The Broad Street Pump and the Holy Grail

August 5th, 2008 § 0

Causation is impossible to prove in empirical studies. Yet Scientists emphasize causality in scientific studies. Only through necessary proofs can things be known to exist in a cause and effect relationship. This claim to knowledge is also evident in epidemiology where necessary causes are looked for. This bias has resulted in difficultly in finding good reasons to say that a factor and a disease are related. This confusion is shown by the use of the black box analogy to provide support for causation. The idea of the black box is most often used when physical determinants for disease cannot be necessarily ascertained. We are used to thinking of physical bodies as acting according to the laws of physics and therefore being determinant in nature. But when we look at other factors it becomes clear that the casual factors of disease can not be known to exist necessarily and therefore have a necessary effect.

When looking at disease factors one must look at not only the physical factors but also in some cases the chemical, biological, ecological, environmental, and sociological factors. When talking about factors that lead to disease multiple factors may be involved and more often than not these factors are not all physical.

But according to science in order for science to be useful it must establish a cause effect relationship. Hume define a necessary and sufficient condition as being that in which if the cause does not exist then the effect will not exist either (Olsen, 2003). This criterion is rarely if ever demonstrated.

The philosopher Hume pointed out that what we know is based on experience and therefore we cannot know the necessary antecedents that result in consequential determinants or even if this determinant nature exists (Karhausen, 2000).

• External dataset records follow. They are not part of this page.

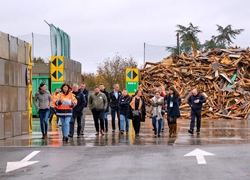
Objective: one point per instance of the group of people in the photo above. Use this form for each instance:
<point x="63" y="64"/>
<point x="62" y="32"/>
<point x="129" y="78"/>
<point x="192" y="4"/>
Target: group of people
<point x="69" y="105"/>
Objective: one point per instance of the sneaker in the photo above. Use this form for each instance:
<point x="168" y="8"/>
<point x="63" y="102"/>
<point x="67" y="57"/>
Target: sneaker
<point x="191" y="131"/>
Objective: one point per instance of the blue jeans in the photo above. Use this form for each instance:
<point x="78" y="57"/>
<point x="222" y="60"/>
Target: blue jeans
<point x="106" y="120"/>
<point x="44" y="115"/>
<point x="159" y="124"/>
<point x="124" y="119"/>
<point x="65" y="125"/>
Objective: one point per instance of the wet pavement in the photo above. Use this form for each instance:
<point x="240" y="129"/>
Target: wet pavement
<point x="217" y="132"/>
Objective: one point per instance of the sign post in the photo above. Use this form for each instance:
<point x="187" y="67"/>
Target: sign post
<point x="132" y="80"/>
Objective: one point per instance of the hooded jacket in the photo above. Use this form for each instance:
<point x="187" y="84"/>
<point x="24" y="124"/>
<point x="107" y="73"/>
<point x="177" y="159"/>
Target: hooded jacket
<point x="44" y="99"/>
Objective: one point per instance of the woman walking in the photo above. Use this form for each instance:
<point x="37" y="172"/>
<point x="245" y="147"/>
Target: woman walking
<point x="65" y="103"/>
<point x="44" y="102"/>
<point x="157" y="102"/>
<point x="173" y="110"/>
<point x="124" y="106"/>
<point x="138" y="111"/>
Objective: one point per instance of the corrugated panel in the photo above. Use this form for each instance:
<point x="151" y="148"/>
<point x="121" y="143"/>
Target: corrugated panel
<point x="2" y="72"/>
<point x="1" y="126"/>
<point x="8" y="132"/>
<point x="25" y="122"/>
<point x="4" y="46"/>
<point x="13" y="100"/>
<point x="16" y="122"/>
<point x="13" y="48"/>
<point x="21" y="52"/>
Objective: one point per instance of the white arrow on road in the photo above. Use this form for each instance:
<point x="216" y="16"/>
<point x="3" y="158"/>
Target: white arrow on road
<point x="11" y="166"/>
<point x="199" y="155"/>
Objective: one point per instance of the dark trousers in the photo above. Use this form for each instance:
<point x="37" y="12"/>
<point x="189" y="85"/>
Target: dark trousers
<point x="195" y="114"/>
<point x="115" y="110"/>
<point x="52" y="113"/>
<point x="72" y="125"/>
<point x="98" y="114"/>
<point x="136" y="124"/>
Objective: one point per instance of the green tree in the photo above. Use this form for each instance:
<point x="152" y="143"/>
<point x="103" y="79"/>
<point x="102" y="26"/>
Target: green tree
<point x="226" y="34"/>
<point x="113" y="70"/>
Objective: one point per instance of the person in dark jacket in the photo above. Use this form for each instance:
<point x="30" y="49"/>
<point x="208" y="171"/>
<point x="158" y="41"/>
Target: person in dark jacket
<point x="77" y="111"/>
<point x="124" y="107"/>
<point x="137" y="111"/>
<point x="106" y="111"/>
<point x="173" y="102"/>
<point x="84" y="111"/>
<point x="195" y="101"/>
<point x="114" y="104"/>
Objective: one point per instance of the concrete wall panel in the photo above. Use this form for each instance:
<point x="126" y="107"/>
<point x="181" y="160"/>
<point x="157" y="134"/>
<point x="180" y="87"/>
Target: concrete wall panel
<point x="4" y="46"/>
<point x="21" y="55"/>
<point x="25" y="122"/>
<point x="13" y="48"/>
<point x="8" y="130"/>
<point x="16" y="123"/>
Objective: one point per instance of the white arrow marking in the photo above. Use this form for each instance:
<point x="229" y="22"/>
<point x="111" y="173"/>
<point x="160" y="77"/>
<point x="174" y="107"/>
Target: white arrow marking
<point x="11" y="166"/>
<point x="199" y="155"/>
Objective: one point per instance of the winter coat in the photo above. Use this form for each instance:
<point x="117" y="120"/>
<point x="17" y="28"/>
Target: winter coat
<point x="81" y="102"/>
<point x="107" y="95"/>
<point x="174" y="111"/>
<point x="86" y="95"/>
<point x="196" y="106"/>
<point x="114" y="102"/>
<point x="44" y="99"/>
<point x="65" y="104"/>
<point x="98" y="101"/>
<point x="124" y="105"/>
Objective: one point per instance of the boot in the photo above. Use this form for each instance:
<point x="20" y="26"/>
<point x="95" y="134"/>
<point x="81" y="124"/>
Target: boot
<point x="43" y="137"/>
<point x="170" y="129"/>
<point x="175" y="130"/>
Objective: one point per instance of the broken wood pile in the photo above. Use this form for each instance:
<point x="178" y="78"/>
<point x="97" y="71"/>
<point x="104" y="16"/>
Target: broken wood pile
<point x="222" y="75"/>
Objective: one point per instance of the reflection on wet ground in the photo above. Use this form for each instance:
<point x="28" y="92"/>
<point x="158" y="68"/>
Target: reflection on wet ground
<point x="212" y="132"/>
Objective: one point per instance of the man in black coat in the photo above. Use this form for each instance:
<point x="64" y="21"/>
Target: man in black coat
<point x="114" y="104"/>
<point x="77" y="111"/>
<point x="195" y="101"/>
<point x="84" y="111"/>
<point x="103" y="90"/>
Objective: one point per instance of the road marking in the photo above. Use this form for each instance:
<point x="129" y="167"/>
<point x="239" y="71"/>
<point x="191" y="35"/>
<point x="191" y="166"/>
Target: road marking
<point x="11" y="166"/>
<point x="199" y="155"/>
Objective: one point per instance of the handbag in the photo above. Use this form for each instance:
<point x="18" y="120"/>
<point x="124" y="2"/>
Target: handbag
<point x="135" y="113"/>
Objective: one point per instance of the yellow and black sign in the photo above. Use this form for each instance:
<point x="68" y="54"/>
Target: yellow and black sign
<point x="57" y="75"/>
<point x="57" y="62"/>
<point x="132" y="75"/>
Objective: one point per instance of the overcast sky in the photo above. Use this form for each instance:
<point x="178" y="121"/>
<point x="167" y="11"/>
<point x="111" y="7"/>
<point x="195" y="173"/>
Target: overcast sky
<point x="103" y="28"/>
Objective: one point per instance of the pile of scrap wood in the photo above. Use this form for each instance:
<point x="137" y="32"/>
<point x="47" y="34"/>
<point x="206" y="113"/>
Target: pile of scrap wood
<point x="222" y="75"/>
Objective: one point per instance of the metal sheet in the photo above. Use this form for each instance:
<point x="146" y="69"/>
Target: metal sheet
<point x="22" y="99"/>
<point x="6" y="72"/>
<point x="1" y="126"/>
<point x="8" y="132"/>
<point x="21" y="52"/>
<point x="2" y="71"/>
<point x="13" y="48"/>
<point x="4" y="46"/>
<point x="16" y="123"/>
<point x="25" y="122"/>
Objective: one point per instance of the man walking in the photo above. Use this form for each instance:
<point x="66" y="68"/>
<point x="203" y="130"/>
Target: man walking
<point x="114" y="104"/>
<point x="106" y="111"/>
<point x="97" y="104"/>
<point x="77" y="111"/>
<point x="84" y="111"/>
<point x="195" y="101"/>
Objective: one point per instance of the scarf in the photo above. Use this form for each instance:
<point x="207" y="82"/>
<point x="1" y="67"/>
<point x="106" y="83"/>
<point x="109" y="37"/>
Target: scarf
<point x="157" y="110"/>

What is called counterfactuals increases this confusion. While we can know that in a hypothetical argument if the antecedent is true and the consequent is false that the claim is false. Yet material claims are different from counterfactual claims. If I am in Mexico then I am in North America. This is true when I am indeed in fact in Mexico. But this conditional claim is also true if I happen to be in Africa and this fact has no bearing on the truth value of the claim that if I am in Mexico I am also in North America. Yet also the material claim is still true. If the claim that one is in Mexico is false (e.g., me being in Africa) and the consequent that therefore I am in North America is still a true claim! This is the nature of hypothetical statements which are borne out in beginning logic truth tables. So we cannot make a claim that if there is or is not a causal factor that the disease will not invariably occur.

Proving some factor is causal has been the “holy grail” in science. We can’t know by observation whether a factor has a causal effect on something else. All we know is through observation which in itself is limited by the possible number of observations a certain probability that something might occur. Because this falls short of the necessary and sufficient conditions desired in hard science an attempt is made to adopt what may seems to be somewhat arbitrary criteria to firm up this supposed causal relationship. These criteria are production, necessary causes, sufficient– component causes, probabilistic causes, and counterfactuals.

Production is simply referred to a cause that “produces” an effect contrary to something that does not and is therefore not causal, but the nature of production and even how it is different from causation is unclear and is therefore an elusive concept.

Necessary causes are incorporated in the concept of sufficient causes. One reason the necessary and sufficient criterion is seen as flawed is because most diseases are not the result of a specific (e.g., sufficient) cause. This may vary not only because of the irregularity of causal factors, but also temporal consideration as well as non-biological factors.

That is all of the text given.